A proposito di garantismo
Manconi ha dedicato a Rossanda un ricordo che a prima vista appare bellissimo, ma la scarsa criminalizzazione riservata ai terroristi e invece ampiamente giustificata per Craxi, probabilmente farebbe rivoltare nella tomba Rossanda
Racconto ai lettori di Questotrentino una “storia” che potrà interessare: parla di Rossana Rossanda, ma non solo, anche di un commentatore che l’ha elogiata.
Luigi Manconi ha dedicato a Rossanda su Repubblica del 21 settembre un ricordo che a prima vista appare bellissimo. Rammenta, tra i meriti di Rossanda, quello di aver evidenziato che le Brigate Rosse erano da ricondurre “nell’album di famiglia comunista”; scrisse esattamente che il loro “schema è veterocomunismo puro”. Svelare quella parentela ideologica irritò notevolmente il PCI che preferiva definire “sedicenti” le BR.
Con la stessa schiettezza, Rossanda assume una posizione garantista “rifiutando – scrive Manconi - la mostrificazione dei terroristi e la loro assegnazione alle categorie della psicopatologia”. I crimini delle BR fanno orrore, “ma l’individuo colpevole mai va identificato col suo reato”. Manconi rileva in Rossanda e nella rivista Antigone - che per qualche tempo negli anni ‘80 promosse assieme a lui medesimo - “un’idea garantista del diritto” in eretica dissonanza col “populismo penale” spesso imperante nella sinistra, incuneando in essa “il seme del dubbio e della critica”.
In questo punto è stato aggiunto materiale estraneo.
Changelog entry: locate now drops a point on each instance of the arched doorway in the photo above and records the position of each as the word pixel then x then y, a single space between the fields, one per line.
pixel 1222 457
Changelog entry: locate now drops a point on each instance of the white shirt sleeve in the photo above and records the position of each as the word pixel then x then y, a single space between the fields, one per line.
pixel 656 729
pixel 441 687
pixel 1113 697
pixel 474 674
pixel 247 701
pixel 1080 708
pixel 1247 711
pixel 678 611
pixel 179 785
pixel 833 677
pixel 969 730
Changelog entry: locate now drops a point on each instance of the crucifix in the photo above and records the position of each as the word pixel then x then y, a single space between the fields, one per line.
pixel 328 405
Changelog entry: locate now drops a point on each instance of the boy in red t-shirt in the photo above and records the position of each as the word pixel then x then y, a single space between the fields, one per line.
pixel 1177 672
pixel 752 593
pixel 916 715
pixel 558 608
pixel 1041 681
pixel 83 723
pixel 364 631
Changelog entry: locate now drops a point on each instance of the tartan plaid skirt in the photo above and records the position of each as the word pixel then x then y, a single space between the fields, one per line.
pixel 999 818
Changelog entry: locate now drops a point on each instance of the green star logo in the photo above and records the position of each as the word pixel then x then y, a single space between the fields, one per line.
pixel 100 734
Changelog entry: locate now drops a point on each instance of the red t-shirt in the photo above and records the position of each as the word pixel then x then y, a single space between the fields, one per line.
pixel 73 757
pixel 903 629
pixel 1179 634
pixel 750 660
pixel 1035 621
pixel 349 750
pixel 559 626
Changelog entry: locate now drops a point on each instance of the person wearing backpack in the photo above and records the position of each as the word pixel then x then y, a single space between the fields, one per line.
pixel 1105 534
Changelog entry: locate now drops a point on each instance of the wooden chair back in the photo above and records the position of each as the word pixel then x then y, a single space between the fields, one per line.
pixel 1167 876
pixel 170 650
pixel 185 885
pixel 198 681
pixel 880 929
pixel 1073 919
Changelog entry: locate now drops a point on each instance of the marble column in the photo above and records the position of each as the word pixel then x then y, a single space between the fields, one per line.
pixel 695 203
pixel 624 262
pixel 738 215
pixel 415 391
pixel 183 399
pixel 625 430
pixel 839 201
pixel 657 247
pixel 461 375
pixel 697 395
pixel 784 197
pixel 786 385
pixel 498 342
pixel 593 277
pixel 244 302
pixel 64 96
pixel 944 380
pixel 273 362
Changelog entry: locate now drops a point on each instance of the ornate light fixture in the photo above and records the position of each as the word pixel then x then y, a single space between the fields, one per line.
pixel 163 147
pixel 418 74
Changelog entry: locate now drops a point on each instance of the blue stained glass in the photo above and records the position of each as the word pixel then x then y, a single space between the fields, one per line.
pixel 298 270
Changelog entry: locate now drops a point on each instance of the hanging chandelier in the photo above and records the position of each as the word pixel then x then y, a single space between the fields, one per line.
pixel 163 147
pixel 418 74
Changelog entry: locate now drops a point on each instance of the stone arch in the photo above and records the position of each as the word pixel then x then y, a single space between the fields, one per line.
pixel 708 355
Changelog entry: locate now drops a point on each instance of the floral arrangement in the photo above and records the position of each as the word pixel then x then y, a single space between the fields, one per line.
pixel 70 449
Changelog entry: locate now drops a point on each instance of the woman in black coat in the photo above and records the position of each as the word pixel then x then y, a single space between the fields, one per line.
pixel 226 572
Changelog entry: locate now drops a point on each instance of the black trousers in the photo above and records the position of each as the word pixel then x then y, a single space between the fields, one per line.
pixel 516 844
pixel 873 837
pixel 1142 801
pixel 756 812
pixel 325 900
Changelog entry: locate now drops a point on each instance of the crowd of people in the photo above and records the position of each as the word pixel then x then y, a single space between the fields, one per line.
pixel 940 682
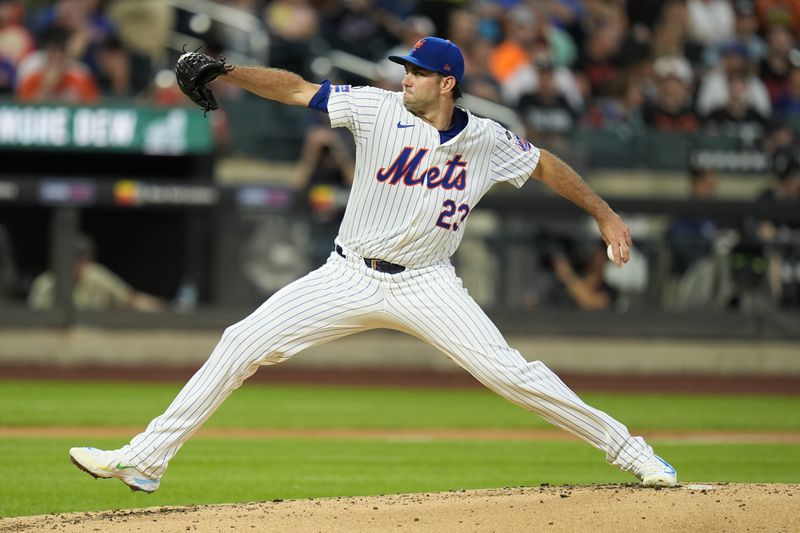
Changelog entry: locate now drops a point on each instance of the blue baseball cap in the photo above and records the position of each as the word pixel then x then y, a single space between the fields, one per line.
pixel 436 54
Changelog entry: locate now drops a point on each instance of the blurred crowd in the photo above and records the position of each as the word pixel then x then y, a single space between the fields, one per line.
pixel 731 66
pixel 725 67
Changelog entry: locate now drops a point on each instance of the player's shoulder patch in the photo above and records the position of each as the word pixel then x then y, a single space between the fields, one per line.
pixel 512 138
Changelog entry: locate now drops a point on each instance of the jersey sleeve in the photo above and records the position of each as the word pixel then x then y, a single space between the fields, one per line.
pixel 513 158
pixel 355 108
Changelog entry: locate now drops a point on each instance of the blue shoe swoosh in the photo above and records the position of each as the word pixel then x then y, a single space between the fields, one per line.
pixel 671 469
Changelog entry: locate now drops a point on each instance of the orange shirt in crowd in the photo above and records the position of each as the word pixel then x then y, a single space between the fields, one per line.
pixel 74 86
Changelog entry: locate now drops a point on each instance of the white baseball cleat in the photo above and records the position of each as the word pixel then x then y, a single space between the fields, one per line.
pixel 111 464
pixel 656 472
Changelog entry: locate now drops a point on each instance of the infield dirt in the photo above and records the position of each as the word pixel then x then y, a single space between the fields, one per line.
pixel 598 508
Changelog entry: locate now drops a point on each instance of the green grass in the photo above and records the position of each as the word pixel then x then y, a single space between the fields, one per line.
pixel 253 406
pixel 37 476
pixel 213 471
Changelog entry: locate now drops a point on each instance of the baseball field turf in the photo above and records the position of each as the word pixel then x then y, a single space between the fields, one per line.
pixel 272 442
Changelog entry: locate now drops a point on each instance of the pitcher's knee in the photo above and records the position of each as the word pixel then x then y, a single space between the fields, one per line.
pixel 248 347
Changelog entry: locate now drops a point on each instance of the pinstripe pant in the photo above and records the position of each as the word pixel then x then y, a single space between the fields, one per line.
pixel 344 297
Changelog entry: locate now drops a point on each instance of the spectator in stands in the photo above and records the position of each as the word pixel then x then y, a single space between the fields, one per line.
pixel 114 69
pixel 96 287
pixel 598 64
pixel 323 177
pixel 415 28
pixel 478 79
pixel 784 12
pixel 548 115
pixel 292 25
pixel 737 118
pixel 775 66
pixel 360 27
pixel 787 104
pixel 87 26
pixel 144 28
pixel 671 109
pixel 670 32
pixel 746 32
pixel 15 39
pixel 521 33
pixel 622 112
pixel 49 74
pixel 711 22
pixel 713 90
pixel 525 79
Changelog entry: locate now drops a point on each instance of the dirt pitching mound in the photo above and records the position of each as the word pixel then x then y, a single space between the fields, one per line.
pixel 597 508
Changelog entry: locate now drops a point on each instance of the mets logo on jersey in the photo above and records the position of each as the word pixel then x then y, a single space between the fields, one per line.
pixel 405 169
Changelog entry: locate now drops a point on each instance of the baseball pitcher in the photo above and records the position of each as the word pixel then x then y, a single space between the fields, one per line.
pixel 422 165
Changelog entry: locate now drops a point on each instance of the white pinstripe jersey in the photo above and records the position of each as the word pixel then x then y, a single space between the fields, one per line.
pixel 411 194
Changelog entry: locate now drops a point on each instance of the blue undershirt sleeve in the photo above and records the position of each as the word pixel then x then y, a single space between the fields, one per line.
pixel 320 100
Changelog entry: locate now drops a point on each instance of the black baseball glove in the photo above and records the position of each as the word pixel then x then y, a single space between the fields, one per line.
pixel 193 71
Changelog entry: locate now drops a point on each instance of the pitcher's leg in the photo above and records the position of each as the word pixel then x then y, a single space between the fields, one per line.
pixel 438 310
pixel 326 304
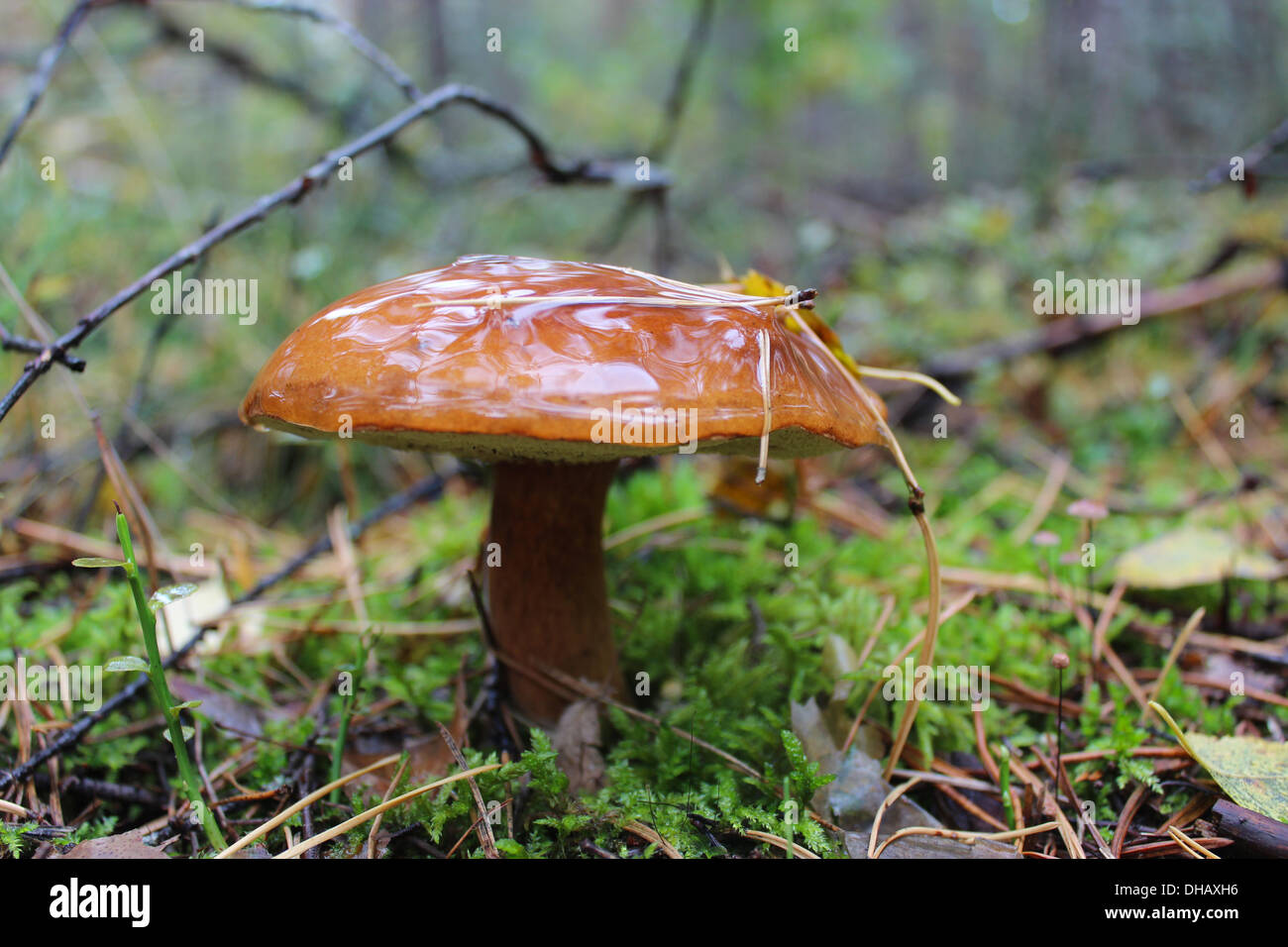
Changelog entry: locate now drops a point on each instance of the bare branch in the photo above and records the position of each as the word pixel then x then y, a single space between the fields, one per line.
pixel 428 488
pixel 46 69
pixel 317 175
pixel 365 48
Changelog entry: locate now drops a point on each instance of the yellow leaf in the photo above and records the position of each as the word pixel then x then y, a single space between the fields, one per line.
pixel 1252 772
pixel 1192 556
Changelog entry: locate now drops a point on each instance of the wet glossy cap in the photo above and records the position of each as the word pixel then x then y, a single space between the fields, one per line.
pixel 411 364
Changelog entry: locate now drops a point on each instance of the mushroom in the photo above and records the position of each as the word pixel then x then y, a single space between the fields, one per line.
pixel 553 371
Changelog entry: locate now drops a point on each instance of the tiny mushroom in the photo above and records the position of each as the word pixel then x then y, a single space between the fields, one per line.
pixel 553 371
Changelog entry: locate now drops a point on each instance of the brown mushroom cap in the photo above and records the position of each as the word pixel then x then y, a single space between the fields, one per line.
pixel 416 368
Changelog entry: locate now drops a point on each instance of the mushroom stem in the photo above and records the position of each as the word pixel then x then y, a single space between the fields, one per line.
pixel 548 600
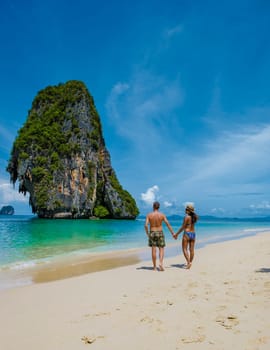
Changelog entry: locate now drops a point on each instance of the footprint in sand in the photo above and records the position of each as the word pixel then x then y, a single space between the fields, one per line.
pixel 228 322
pixel 196 339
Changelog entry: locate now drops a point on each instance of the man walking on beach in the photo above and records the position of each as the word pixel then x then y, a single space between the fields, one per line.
pixel 156 236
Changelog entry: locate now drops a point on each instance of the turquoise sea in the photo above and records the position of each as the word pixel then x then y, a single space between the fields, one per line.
pixel 26 241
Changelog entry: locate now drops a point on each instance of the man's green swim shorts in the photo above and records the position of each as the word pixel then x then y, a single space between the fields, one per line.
pixel 156 239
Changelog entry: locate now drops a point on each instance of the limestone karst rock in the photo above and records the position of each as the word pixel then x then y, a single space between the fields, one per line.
pixel 59 157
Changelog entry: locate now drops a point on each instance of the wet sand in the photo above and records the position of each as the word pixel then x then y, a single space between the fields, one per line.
pixel 223 301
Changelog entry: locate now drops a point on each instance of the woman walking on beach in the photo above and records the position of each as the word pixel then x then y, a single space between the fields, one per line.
pixel 189 235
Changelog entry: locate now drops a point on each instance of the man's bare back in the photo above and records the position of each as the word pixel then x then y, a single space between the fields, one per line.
pixel 155 220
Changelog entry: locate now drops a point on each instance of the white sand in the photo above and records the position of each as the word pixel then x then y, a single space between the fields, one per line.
pixel 223 302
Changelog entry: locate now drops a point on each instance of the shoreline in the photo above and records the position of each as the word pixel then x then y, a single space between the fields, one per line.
pixel 72 265
pixel 223 300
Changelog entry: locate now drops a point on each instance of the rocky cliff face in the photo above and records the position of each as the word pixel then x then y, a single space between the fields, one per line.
pixel 60 158
pixel 7 210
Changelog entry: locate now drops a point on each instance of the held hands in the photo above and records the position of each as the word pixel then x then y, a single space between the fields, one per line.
pixel 175 235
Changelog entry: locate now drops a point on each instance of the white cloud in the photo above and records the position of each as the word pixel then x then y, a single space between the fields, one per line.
pixel 167 204
pixel 150 195
pixel 263 205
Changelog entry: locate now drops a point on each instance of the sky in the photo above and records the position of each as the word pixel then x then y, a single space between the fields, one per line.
pixel 182 89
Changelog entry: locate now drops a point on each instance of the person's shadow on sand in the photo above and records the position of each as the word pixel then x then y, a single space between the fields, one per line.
pixel 144 268
pixel 179 266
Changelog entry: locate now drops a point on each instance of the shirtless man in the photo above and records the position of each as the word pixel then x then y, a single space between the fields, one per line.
pixel 189 235
pixel 156 236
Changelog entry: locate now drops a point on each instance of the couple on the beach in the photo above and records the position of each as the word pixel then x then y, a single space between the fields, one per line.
pixel 156 238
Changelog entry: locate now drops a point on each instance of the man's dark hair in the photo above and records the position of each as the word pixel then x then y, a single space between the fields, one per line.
pixel 156 205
Letto e riletto questo articolo, ci prende un rincrescimento. Quello stesso Manconi che negli anni ‘80 condivideva con Rossanda il rifiuto della criminalizzazione dei brigatisti e della loro assegnazione “alle categorie della psicopatologia”, mostrò invece una inclemenza feroce verso i personaggi coinvolti nella Tangentopoli degli appena successivi anni ‘90, ai quali non venivano per niente concesse le attenzioni garantiste sopramenzionate per i brigatisti. Meritano una rimeditazione profonda – perché invasero la mente e la pancia degli italiani, come Mattia Feltri narra in un libro doloroso, “Novantatre. L’anno del Terrore di Mani pulite” – la parole disumane scagliate da Manconi contro Craxi in un’intervista al Messaggero del 2 luglio 1994: “C’è qualcosa di cupamente grottesco nell’immagine di quell’uomo anziano e malato. Anche la malattia non lo fa apparire più fragile, e con ciò meno sgradevole. Al contrario. La sua sembra proprio quella che, nei racconti per adolescenti, è l’infermità dei ‘cattivi’… la malattia completa crudelmente l’immagine di un uomo che - in una torva solitudine - cova i suoi rancori; quel sarcasmo così appesantito, quell’aggressività così affannosa, rivelano qualcosa di intimamente ‘sporco’”. E conclude con sentenziosità chirurgica: “È una manifestazione patologica. Da sempre le psicosi hanno pesato sulla politica”.
Quella “psicopatologia” criminalizzante che non veniva riservata ai terroristi, per Manconi era azzeccatissima per Craxi.
Se Rossanda potesse rileggere - queste sì - “torve” sentenze di Manconi, si rivolterebbe nella tomba. Sì, perché il suo non dev’essere stato un garantismo a corrente alterna, condiscendente con persone più prossime e inclemente con gli avversari. O almeno così a noi piace intimamente pensare.